Because when it comes to buying birthday and Christmas presents my friends and family have no imagination whatsoever, I have literally dozens and dozens of golf balls, many of which are of a type I would never use anyway. I reckon I could play at least half-a-dozen rounds, lose a couple of balls on every hole and still have plenty left. In truth, because I’m a scratch golfer, I hardly ever lose a ball! Anyway, whenever I play in one of my club’s competitions and pay my entry fee, the pro is always harassing me to enter the ‘2s’ ball sweep and says things like, “What’s the matter, are you frightened of having a punt?” It’s only five pounds but I don’t earn very much and the very last thing I need is more golf balls.
ALEXANDER KITT, CLEETHORPES
Scratch golfers are something like four times more likely to record a two during a round than someone with a handicap of 10 and eight times more likely than someone with a handicap of 18. So, from a purely statistical point of view, the ‘2s’ ball sweep is a very good bet for a golfer of your ability.
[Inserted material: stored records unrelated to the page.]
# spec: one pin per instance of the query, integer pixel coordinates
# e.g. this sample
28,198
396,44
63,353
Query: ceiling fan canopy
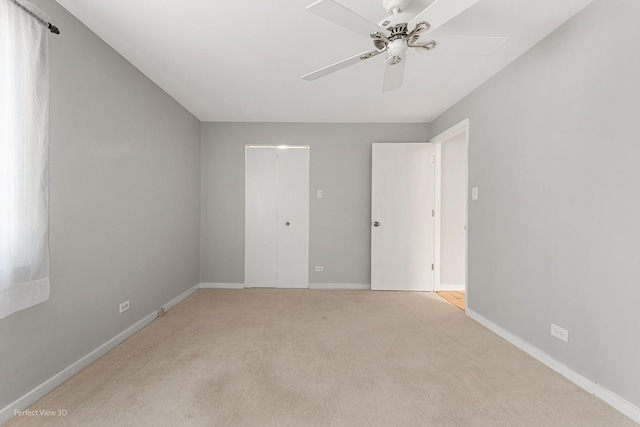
398,32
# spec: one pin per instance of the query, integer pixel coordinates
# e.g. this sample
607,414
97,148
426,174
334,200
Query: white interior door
261,214
402,202
293,218
276,217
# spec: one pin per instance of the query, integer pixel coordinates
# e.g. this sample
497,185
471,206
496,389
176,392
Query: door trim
452,132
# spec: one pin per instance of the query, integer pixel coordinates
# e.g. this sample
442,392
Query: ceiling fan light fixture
394,6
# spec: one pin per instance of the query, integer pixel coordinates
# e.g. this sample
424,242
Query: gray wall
554,235
339,222
125,189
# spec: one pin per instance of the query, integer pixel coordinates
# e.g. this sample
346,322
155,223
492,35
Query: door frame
442,138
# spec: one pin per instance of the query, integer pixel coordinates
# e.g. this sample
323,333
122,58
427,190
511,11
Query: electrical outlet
474,193
560,333
124,306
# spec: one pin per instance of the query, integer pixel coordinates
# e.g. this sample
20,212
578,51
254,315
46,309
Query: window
24,175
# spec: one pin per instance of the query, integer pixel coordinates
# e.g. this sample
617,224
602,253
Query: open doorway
451,197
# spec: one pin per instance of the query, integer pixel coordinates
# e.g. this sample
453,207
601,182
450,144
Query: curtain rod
49,25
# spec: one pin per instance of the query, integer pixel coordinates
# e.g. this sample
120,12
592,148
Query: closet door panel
293,218
261,182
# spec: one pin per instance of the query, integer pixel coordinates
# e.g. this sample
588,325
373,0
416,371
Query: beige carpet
318,358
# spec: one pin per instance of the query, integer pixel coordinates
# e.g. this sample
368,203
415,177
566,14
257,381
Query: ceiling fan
400,31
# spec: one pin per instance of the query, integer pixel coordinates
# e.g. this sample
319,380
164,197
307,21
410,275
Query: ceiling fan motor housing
397,48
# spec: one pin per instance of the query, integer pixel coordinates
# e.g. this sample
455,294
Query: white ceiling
242,60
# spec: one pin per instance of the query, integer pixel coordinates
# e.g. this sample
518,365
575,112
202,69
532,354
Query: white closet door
261,183
402,244
293,218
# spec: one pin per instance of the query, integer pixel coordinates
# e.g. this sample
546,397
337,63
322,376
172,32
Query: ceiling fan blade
440,12
339,14
340,65
393,73
465,45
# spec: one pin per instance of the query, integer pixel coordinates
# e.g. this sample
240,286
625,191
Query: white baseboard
342,286
590,386
46,387
206,285
459,287
183,296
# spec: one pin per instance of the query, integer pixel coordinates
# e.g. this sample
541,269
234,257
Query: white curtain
24,173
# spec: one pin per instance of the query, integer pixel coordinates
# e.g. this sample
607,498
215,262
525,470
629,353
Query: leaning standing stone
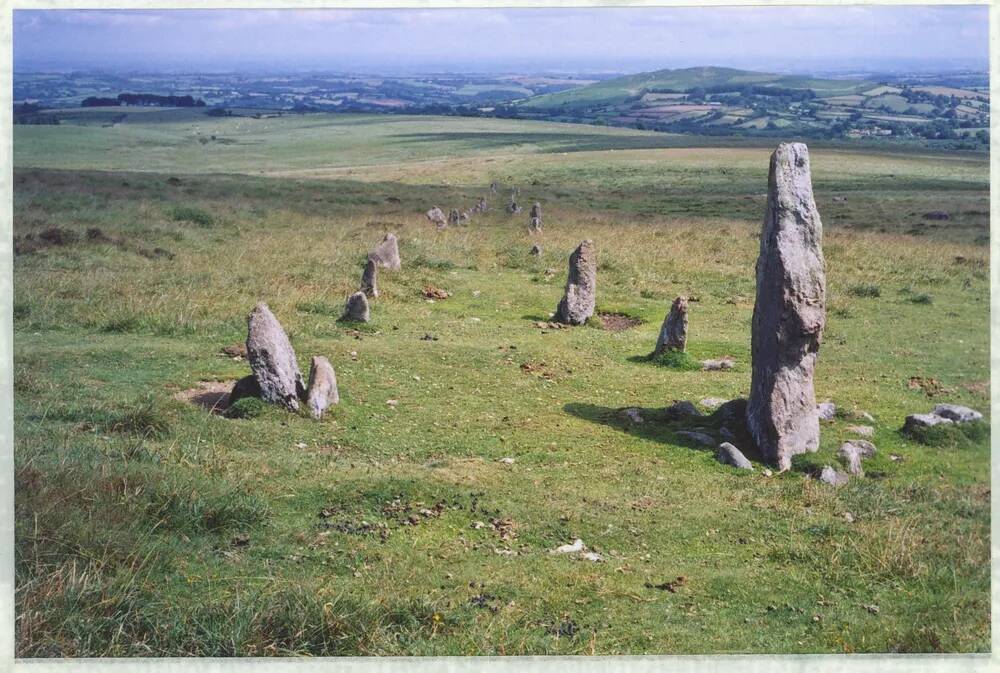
789,313
356,309
673,333
369,279
727,454
535,223
577,304
386,254
272,359
322,391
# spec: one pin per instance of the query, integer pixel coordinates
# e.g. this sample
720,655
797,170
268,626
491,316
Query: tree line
147,99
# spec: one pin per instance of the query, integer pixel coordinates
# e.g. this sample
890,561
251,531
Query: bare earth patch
617,322
212,396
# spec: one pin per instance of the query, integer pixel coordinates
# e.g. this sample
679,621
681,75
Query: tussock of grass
246,407
679,360
192,214
954,436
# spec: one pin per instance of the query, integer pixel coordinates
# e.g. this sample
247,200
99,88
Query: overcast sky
787,39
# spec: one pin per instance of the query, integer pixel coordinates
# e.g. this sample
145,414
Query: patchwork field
148,526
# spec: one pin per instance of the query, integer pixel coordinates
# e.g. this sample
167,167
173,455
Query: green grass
146,526
617,90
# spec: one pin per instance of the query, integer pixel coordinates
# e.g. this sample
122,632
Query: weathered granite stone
673,332
722,364
436,216
682,408
833,477
853,452
386,254
577,304
789,313
322,390
369,279
272,359
356,309
245,387
697,437
727,454
957,413
915,421
826,411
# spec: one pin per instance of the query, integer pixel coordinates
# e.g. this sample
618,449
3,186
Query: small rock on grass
696,437
633,415
727,454
682,408
721,364
854,452
833,477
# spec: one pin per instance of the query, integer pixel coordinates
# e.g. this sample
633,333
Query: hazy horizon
863,39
However, I take your point that you don’t need any more balls. However, you have a lot of balls of the wrong make that you will never use. Well, here’s a chance to sort of ‘ethnically cleanse’ them. Say to your pro that, rather than pay £2, you will put up a sleeve of your balls against a sleeve or his. Since a sleeve of balls, irrespective of the make, is worth more than £2, you feel entitled to ask that, if you win, he should give you the ball you use. If he declines, you can legitimately get him off your back by saying, “What’s the matter, are you frightened of having a punt?”
I own a comparatively small company that manufactures golf trolley wheels. We hosted a golf day recently to which I invited one of my best clients, who brought along his 19-yearold son Vincent to make up the four. Although a decent enough player, Vincent only came in on a couple of holes and was, I thought, rather flattered by his five handicap. Anyway, his father has since informed me that Vincent is going to turn pro shortly and is hoping to play on the Europro Tour, the Challenge Tour and eventually the European Tour. He told me this before inviting me to sponsor him. Although his father thinks he is going to win half-a-dozen majors, Vincent has about as much chance of succeeding as a professional golfer as I have of winning a beauty contest. However, his dad buys a lot of wheels from me and so I can’t see how I can say no.
J G BLENKINSOP, MELTON MOWBRAY
Since you have not enclosed a photograph of yourself in a bikini it’s hard for me to assess Vincent’s chances of success! However, assuming they’re minimal, let me make a suggestion. Tell his father that you would love to support Vincent and have drawn up a list of bonus payments that you believe will give the boy the greatest incentive to succeed. Suggest you’ll pay him, say, £1000 for every top five finish he achieves on the Europro Tour, £2000 for every top five finish on the Challenge Tour and £5000 for every top five finish on the European Tour. Multiply each figure by 10 for every win he achieves on the respective tours and £100,000 for every major and you’ll appear very generous. Then just hope to God he doesn’t improve dramatically otherwise you might have to sell the business to finance his bonuses!
Every summer I, my wife and two children go on holiday to the highlands of Scotland with my sister’s family. Her children are the same age as ours and everybody gets on really well. Part of the tradition is that I play a golf match against my brother-in-law, Simon, who is a very successful investment banker. We don’t play for money but the loser has to cook dinner in our cottage the evening after the match and also choose a course and make all the arrangements for the following year’s encounter. Simon has won every year for the last five years and I’ve grown a bit weary of being mercilessly teased by everyone, including my own children. One of the reasons I lose is that Simon is talking on his blasted mobile phone for most of the round, which irritates me enormously and upsets my equilibrium. I’ve asked him to switch the thing off but he claims it’s vital for his business that he stays in touch with his office the whole time. Even on courses where mobiles are banned, he refuses to switch the thing off.
DAVID NICHOLLS, BURNLEY
Mobile phones are an absolute curse and I sympathise enormously with your predicament. By ringing your brother at night when his phone will hopefully be switched off or by researching the first half of his number, you must establish which network he’s with. The highlands of Scotland are a fairly remote part of the UK and mobile phone coverage is patchy. Go to mobilephonecoverage. co.uk and you will see the areas in which his phone won’t pick up a signal.
Simply choose a course in one of these for your next match and the chances are Simon will be so agitated by the dreadfully unfortunate fact that he can’t speak to his office that you will comfortably beat him and won’t have to either cook dinner or put up with any teasing.